By this, I don't mean she is so emotionally overwrought that she isn't making any sense, either: nosotros all know what she ways when she says, 'O Romeo, Romeo, wherefore art thou Romeo'. Instead, she is choosing to vent her sadness over the state of affairs, not by narrowly attacking his surname, merely past attacking the very fact that he is both Romeo the boy she loves and Romeo of the house of Montague. Both of these 'signifiers' – to follow Sutherland and Watts'southward estimation inspired past Saussure and Lacan – refer to the youth who stands outside her window, but she would love him just as much if he were a male child named something else. Names themselves, and the luggage they bring with them, are the problem: hence 'wherefore art thou Romeo'.

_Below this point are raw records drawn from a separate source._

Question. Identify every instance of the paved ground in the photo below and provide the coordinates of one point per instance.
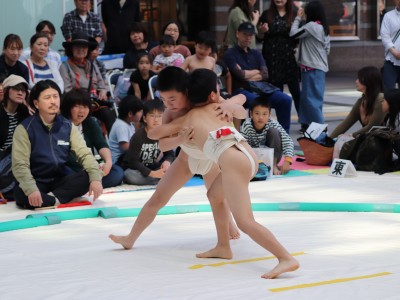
(340, 95)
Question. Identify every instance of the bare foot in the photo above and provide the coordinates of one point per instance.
(217, 252)
(123, 240)
(282, 267)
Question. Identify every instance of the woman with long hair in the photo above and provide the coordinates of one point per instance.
(140, 43)
(39, 67)
(368, 109)
(173, 29)
(241, 11)
(279, 48)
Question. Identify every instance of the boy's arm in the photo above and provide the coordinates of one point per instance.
(166, 130)
(186, 63)
(233, 107)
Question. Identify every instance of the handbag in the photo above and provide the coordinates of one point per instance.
(315, 154)
(262, 87)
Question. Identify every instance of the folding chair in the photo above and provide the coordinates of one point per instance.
(152, 85)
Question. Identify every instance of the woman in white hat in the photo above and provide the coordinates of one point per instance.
(13, 110)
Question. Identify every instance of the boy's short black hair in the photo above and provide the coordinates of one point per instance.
(167, 40)
(172, 78)
(200, 85)
(129, 104)
(152, 105)
(206, 38)
(262, 101)
(72, 98)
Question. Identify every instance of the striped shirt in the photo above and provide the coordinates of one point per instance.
(12, 124)
(256, 138)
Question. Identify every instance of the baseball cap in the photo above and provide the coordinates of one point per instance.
(14, 80)
(247, 27)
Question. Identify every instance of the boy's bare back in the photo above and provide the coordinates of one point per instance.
(193, 62)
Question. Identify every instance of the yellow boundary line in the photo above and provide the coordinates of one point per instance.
(339, 280)
(219, 264)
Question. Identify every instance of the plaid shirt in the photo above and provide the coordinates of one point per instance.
(73, 23)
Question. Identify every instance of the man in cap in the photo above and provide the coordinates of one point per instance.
(250, 73)
(82, 19)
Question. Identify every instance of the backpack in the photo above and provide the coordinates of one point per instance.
(373, 151)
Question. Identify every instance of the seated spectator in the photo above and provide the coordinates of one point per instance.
(9, 60)
(391, 106)
(129, 111)
(204, 45)
(12, 112)
(38, 66)
(368, 109)
(42, 144)
(45, 27)
(140, 77)
(144, 162)
(140, 43)
(260, 130)
(2, 77)
(79, 72)
(248, 69)
(82, 20)
(167, 57)
(173, 29)
(76, 107)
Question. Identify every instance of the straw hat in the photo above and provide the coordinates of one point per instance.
(14, 80)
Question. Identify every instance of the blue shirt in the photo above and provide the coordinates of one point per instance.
(250, 60)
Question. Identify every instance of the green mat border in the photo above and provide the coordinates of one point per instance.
(53, 218)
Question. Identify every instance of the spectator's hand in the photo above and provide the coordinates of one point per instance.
(35, 199)
(285, 168)
(300, 12)
(157, 174)
(256, 17)
(395, 53)
(106, 167)
(263, 27)
(225, 111)
(103, 95)
(186, 134)
(165, 165)
(95, 189)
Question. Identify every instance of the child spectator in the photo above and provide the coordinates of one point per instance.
(145, 162)
(204, 45)
(260, 130)
(167, 57)
(76, 107)
(140, 77)
(129, 111)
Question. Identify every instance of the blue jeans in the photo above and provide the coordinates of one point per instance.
(113, 178)
(312, 96)
(279, 101)
(390, 75)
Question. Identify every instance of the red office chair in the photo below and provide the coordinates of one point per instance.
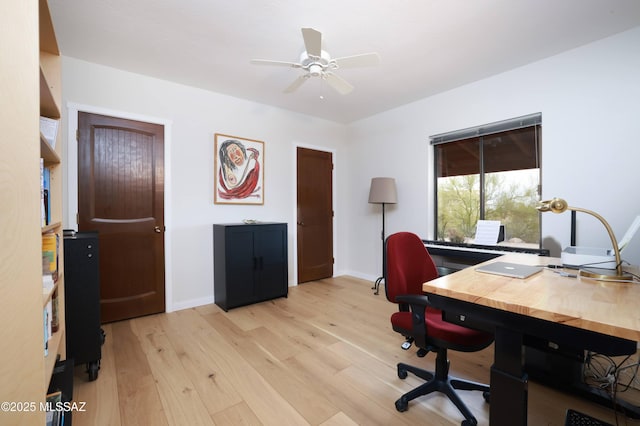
(408, 265)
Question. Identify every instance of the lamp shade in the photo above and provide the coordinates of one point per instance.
(383, 191)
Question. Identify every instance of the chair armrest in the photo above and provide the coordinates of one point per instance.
(418, 305)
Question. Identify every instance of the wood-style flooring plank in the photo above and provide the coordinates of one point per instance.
(325, 355)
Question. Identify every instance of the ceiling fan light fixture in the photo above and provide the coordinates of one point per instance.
(318, 63)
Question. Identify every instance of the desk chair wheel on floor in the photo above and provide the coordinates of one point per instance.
(408, 266)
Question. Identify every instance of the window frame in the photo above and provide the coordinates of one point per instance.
(478, 133)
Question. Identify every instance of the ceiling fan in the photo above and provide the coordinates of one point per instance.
(318, 63)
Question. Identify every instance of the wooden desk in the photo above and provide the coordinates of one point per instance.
(583, 313)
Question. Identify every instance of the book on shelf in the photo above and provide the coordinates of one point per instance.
(50, 246)
(46, 182)
(45, 321)
(49, 319)
(49, 129)
(43, 214)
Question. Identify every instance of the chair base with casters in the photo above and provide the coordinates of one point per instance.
(440, 381)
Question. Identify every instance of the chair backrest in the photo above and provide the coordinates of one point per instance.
(408, 265)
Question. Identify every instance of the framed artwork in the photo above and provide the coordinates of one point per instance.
(238, 170)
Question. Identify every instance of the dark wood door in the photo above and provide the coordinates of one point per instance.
(315, 214)
(121, 195)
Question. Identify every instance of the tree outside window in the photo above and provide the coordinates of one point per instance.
(490, 177)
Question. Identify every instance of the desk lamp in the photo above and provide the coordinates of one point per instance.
(558, 205)
(382, 191)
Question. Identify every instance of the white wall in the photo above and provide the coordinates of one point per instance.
(194, 116)
(589, 98)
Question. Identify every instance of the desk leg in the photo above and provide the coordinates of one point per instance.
(509, 382)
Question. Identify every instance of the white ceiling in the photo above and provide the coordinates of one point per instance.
(425, 46)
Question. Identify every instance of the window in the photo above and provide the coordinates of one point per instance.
(490, 172)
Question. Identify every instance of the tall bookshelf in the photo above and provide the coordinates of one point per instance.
(30, 83)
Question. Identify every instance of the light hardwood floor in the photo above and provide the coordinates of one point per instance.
(326, 355)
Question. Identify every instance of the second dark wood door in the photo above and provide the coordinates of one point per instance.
(315, 214)
(121, 195)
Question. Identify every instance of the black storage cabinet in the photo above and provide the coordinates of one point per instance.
(84, 335)
(250, 263)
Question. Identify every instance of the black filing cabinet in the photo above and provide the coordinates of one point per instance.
(250, 263)
(84, 335)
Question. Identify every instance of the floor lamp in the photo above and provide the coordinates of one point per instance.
(382, 191)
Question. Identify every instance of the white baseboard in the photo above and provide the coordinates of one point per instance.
(187, 304)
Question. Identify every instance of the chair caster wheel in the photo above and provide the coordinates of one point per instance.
(402, 404)
(402, 373)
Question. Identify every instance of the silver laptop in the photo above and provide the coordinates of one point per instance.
(514, 270)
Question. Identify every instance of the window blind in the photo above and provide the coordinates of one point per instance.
(488, 129)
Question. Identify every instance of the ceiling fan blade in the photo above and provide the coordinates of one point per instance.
(296, 83)
(312, 41)
(338, 83)
(277, 63)
(362, 60)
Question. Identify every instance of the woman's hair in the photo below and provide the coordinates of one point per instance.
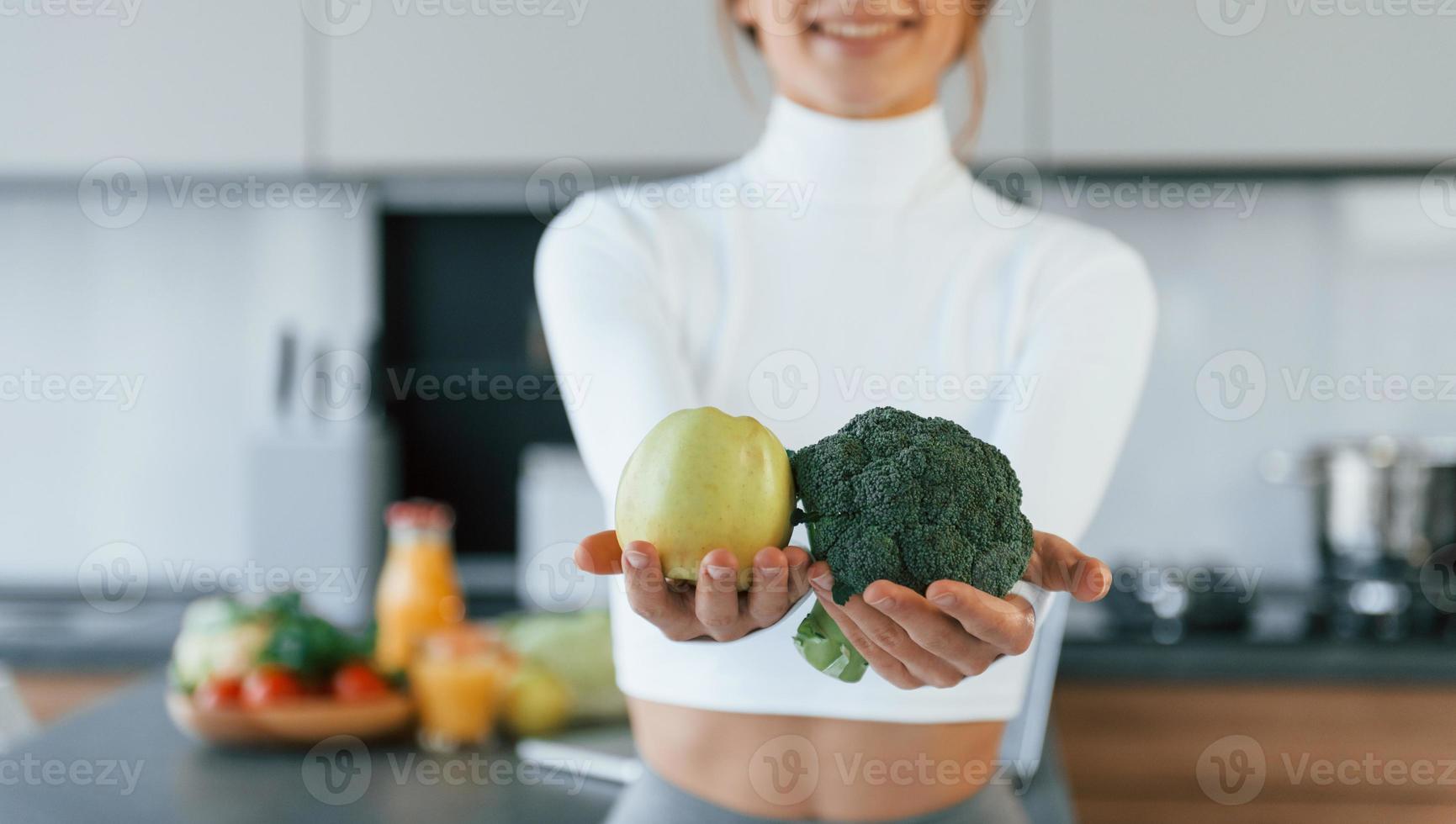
(972, 55)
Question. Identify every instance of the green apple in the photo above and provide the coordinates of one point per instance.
(703, 481)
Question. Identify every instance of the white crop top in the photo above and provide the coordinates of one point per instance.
(838, 267)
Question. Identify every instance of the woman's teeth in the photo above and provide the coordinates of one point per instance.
(858, 31)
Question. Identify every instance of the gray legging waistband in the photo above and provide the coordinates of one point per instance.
(651, 798)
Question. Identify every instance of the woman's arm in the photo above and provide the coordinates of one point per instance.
(612, 335)
(1087, 346)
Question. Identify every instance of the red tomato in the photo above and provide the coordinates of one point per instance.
(270, 684)
(219, 694)
(358, 682)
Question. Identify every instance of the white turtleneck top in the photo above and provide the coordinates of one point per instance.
(838, 267)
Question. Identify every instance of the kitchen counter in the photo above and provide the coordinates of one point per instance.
(124, 762)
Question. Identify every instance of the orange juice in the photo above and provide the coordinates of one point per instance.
(458, 679)
(418, 587)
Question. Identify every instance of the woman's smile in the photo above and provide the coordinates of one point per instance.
(862, 34)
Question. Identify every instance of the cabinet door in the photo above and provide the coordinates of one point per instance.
(641, 83)
(1251, 82)
(418, 87)
(169, 83)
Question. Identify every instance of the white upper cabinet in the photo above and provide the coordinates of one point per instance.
(1251, 82)
(412, 87)
(210, 87)
(641, 83)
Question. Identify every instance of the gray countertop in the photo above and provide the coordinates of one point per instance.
(124, 762)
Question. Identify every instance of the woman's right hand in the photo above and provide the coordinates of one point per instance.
(714, 607)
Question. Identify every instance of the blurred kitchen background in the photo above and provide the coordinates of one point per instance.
(267, 341)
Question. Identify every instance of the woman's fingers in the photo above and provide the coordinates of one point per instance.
(929, 628)
(888, 635)
(601, 553)
(800, 563)
(769, 594)
(1063, 568)
(888, 667)
(717, 597)
(1005, 623)
(649, 596)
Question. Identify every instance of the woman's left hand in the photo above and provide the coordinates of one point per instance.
(954, 631)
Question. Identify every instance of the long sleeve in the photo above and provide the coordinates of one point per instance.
(1087, 346)
(609, 334)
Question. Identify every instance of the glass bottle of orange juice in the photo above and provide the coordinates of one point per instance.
(418, 587)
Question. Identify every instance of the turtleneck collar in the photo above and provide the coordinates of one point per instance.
(888, 161)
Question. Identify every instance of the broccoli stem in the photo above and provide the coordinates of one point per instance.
(824, 647)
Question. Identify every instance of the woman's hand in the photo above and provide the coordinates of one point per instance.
(954, 631)
(714, 607)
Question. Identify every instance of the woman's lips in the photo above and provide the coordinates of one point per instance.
(860, 34)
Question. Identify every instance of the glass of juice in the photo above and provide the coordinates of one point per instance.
(459, 676)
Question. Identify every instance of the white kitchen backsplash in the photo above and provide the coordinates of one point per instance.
(1310, 278)
(177, 318)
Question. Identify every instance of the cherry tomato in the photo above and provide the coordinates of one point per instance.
(358, 682)
(219, 694)
(270, 684)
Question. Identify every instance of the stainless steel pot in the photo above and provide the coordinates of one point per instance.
(1384, 505)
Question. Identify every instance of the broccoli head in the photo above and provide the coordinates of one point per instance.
(912, 499)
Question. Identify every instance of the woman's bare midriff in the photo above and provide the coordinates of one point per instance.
(779, 766)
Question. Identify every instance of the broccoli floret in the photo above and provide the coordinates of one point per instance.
(912, 499)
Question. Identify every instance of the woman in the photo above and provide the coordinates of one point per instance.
(902, 282)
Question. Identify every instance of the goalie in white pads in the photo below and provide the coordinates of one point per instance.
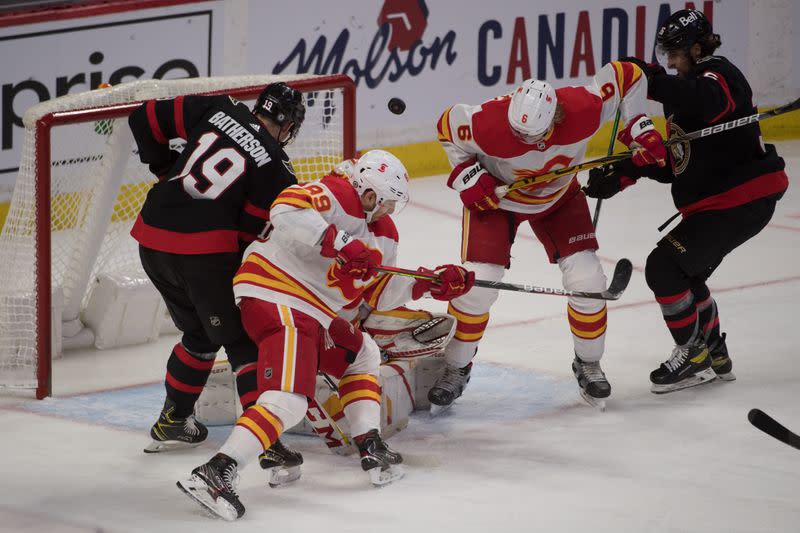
(327, 238)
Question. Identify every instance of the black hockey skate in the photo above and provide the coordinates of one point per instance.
(213, 485)
(448, 387)
(592, 381)
(382, 463)
(173, 433)
(282, 463)
(688, 366)
(720, 361)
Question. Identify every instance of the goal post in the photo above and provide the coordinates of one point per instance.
(79, 188)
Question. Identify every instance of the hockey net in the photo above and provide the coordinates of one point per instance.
(80, 187)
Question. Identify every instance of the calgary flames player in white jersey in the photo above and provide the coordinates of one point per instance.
(529, 132)
(327, 238)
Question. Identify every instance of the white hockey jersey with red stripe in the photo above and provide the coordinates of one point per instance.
(482, 131)
(287, 268)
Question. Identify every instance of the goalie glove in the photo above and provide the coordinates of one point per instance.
(451, 282)
(475, 186)
(640, 134)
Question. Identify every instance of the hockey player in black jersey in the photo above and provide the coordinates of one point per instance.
(725, 186)
(211, 200)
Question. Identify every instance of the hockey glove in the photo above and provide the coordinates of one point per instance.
(453, 281)
(347, 337)
(641, 134)
(605, 182)
(355, 259)
(475, 186)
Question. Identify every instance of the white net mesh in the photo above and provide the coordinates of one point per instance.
(97, 188)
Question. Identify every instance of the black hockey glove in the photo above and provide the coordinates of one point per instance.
(604, 182)
(649, 69)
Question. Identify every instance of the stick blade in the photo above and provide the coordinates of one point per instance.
(619, 282)
(772, 427)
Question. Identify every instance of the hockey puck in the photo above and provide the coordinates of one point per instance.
(397, 106)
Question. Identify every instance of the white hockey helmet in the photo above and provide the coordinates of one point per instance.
(382, 172)
(532, 109)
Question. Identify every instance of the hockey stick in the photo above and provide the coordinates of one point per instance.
(502, 190)
(622, 275)
(610, 151)
(773, 428)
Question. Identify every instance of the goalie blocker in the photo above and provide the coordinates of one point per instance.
(411, 343)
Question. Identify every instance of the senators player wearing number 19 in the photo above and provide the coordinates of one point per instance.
(529, 132)
(210, 201)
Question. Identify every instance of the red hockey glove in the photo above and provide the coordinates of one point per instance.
(453, 281)
(605, 182)
(643, 136)
(475, 186)
(354, 257)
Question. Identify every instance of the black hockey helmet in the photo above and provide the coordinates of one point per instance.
(682, 29)
(281, 104)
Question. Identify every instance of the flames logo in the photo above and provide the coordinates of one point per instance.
(680, 151)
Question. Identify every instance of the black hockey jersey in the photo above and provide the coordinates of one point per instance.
(725, 169)
(215, 195)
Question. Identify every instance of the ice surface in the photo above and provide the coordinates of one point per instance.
(519, 452)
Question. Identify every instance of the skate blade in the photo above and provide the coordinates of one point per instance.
(380, 477)
(438, 410)
(197, 490)
(706, 376)
(158, 446)
(280, 476)
(597, 403)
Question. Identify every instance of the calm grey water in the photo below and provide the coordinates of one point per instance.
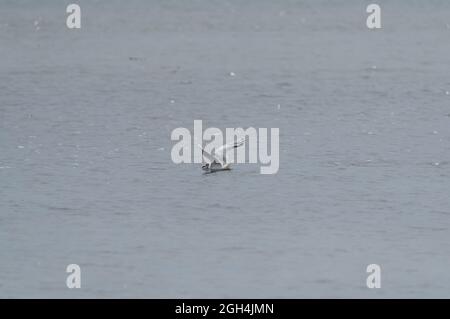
(86, 175)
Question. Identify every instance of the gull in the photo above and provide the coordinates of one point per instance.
(218, 160)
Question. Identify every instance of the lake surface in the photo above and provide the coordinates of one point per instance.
(86, 175)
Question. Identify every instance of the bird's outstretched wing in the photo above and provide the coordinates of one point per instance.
(211, 158)
(222, 151)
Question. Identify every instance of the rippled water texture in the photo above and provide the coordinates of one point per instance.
(86, 175)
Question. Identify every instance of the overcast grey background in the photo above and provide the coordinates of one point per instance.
(86, 175)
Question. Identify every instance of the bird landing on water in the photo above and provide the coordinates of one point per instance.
(218, 161)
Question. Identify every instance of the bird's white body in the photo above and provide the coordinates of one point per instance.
(218, 161)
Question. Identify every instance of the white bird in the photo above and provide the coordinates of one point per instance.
(218, 160)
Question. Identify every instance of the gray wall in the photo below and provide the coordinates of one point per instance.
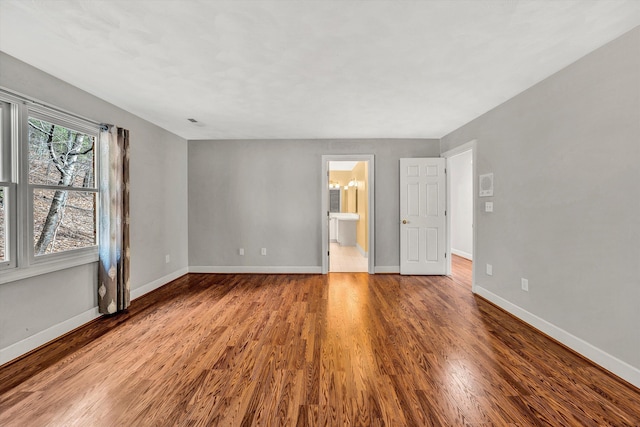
(461, 203)
(566, 160)
(158, 211)
(256, 194)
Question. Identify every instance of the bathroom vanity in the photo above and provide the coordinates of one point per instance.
(342, 228)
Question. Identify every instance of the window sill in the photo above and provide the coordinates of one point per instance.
(37, 269)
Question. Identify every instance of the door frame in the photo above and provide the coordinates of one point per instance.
(469, 146)
(326, 158)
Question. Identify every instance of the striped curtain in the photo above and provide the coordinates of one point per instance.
(113, 238)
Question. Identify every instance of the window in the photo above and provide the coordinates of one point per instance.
(7, 256)
(48, 191)
(63, 192)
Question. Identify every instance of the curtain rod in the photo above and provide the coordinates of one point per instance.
(27, 99)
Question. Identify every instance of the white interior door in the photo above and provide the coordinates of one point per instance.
(423, 216)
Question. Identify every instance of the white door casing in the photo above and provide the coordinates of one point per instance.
(423, 244)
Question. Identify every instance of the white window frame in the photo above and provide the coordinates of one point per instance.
(23, 262)
(8, 145)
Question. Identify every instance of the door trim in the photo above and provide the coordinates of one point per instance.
(326, 158)
(471, 145)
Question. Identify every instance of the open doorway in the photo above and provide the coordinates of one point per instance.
(347, 200)
(460, 201)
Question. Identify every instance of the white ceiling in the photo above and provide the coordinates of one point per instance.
(308, 69)
(342, 166)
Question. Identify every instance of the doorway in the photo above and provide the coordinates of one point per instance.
(461, 218)
(347, 213)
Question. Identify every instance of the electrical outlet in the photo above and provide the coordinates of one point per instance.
(488, 206)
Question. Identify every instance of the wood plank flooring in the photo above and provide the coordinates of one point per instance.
(297, 350)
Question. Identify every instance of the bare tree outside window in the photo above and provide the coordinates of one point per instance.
(3, 224)
(61, 164)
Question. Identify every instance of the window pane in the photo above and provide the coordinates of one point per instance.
(63, 220)
(3, 223)
(60, 156)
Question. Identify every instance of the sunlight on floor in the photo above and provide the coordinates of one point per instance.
(346, 259)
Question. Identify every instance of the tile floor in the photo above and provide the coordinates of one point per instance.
(344, 259)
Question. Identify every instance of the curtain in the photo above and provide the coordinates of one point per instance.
(113, 237)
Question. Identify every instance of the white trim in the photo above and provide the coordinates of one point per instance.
(362, 251)
(594, 354)
(16, 350)
(258, 269)
(51, 265)
(463, 254)
(145, 289)
(473, 146)
(395, 269)
(326, 158)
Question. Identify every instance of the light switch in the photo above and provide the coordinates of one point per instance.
(488, 206)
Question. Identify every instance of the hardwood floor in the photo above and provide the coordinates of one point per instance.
(461, 271)
(341, 349)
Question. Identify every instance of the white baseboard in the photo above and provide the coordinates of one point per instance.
(145, 289)
(463, 254)
(34, 341)
(362, 251)
(247, 269)
(596, 355)
(387, 269)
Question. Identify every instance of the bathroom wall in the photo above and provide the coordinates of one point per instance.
(360, 172)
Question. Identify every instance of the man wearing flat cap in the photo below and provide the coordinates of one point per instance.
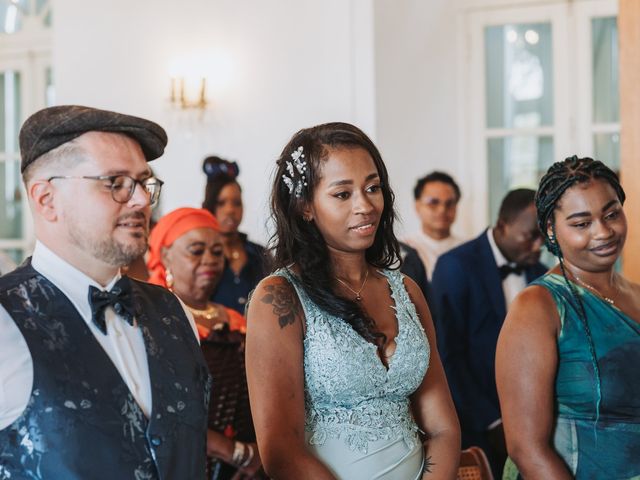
(101, 376)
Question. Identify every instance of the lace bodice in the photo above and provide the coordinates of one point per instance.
(349, 393)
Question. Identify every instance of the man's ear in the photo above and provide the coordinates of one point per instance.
(41, 195)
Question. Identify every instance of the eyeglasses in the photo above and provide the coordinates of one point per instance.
(123, 186)
(433, 202)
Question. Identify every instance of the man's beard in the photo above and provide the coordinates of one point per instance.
(110, 250)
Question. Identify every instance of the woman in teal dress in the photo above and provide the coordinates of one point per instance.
(568, 354)
(344, 376)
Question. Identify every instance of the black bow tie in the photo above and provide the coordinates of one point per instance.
(119, 298)
(506, 270)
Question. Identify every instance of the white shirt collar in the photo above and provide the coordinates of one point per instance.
(497, 254)
(71, 281)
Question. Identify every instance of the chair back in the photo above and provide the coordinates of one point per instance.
(474, 465)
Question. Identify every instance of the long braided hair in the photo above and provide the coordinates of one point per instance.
(296, 241)
(560, 177)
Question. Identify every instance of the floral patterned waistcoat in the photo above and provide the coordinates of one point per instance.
(81, 420)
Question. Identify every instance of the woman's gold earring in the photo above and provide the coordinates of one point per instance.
(168, 279)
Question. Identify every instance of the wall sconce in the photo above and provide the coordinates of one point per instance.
(182, 99)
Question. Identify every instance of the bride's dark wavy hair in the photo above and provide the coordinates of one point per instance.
(299, 242)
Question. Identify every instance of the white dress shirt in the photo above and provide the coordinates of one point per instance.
(512, 284)
(429, 249)
(123, 343)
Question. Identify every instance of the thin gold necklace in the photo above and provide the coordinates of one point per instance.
(357, 294)
(594, 290)
(209, 313)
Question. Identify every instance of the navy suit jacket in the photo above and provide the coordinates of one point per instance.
(469, 309)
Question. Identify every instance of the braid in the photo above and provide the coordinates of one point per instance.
(560, 177)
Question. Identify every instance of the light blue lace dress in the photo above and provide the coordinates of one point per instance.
(358, 419)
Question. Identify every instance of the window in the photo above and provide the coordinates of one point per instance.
(544, 86)
(26, 85)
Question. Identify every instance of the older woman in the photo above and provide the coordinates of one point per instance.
(245, 262)
(186, 256)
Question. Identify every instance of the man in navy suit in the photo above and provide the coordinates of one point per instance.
(472, 287)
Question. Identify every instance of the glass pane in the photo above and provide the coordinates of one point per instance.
(519, 77)
(516, 162)
(604, 43)
(10, 110)
(3, 143)
(10, 200)
(606, 148)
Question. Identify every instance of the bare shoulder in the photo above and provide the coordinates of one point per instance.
(414, 291)
(275, 299)
(534, 308)
(417, 298)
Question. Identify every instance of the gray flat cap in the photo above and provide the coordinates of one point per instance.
(51, 127)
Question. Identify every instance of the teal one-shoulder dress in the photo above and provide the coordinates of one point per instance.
(604, 444)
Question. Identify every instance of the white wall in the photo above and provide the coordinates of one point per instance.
(418, 123)
(273, 67)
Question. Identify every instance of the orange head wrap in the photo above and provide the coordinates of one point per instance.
(168, 229)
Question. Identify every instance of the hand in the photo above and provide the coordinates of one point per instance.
(253, 469)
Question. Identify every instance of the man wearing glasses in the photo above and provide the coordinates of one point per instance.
(436, 200)
(101, 376)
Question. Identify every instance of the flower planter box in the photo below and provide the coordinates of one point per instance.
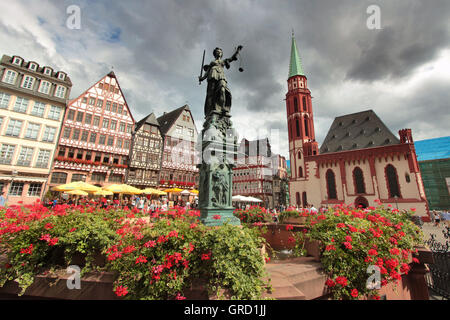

Names shouldn't matter: Montague, Romeo, Capulet, Juliet. But she knows they do. Hence the plaintive complaining in her line 'O Romeo, Romeo, wherefore art thousand Romeo'. If he wasn't known as 'Romeo Montague', or 'Romeo' for brusque, and belonged to some other family, he would still exist the youth he is. And their love would not exist doomed.
Oliver Tearle is the writer of The Undercover Library: A Book-Lovers' Journey Through Curiosities of History , bachelor now from Michael O'Mara Books, and The Tesserae, a long verse form about the events of 2020.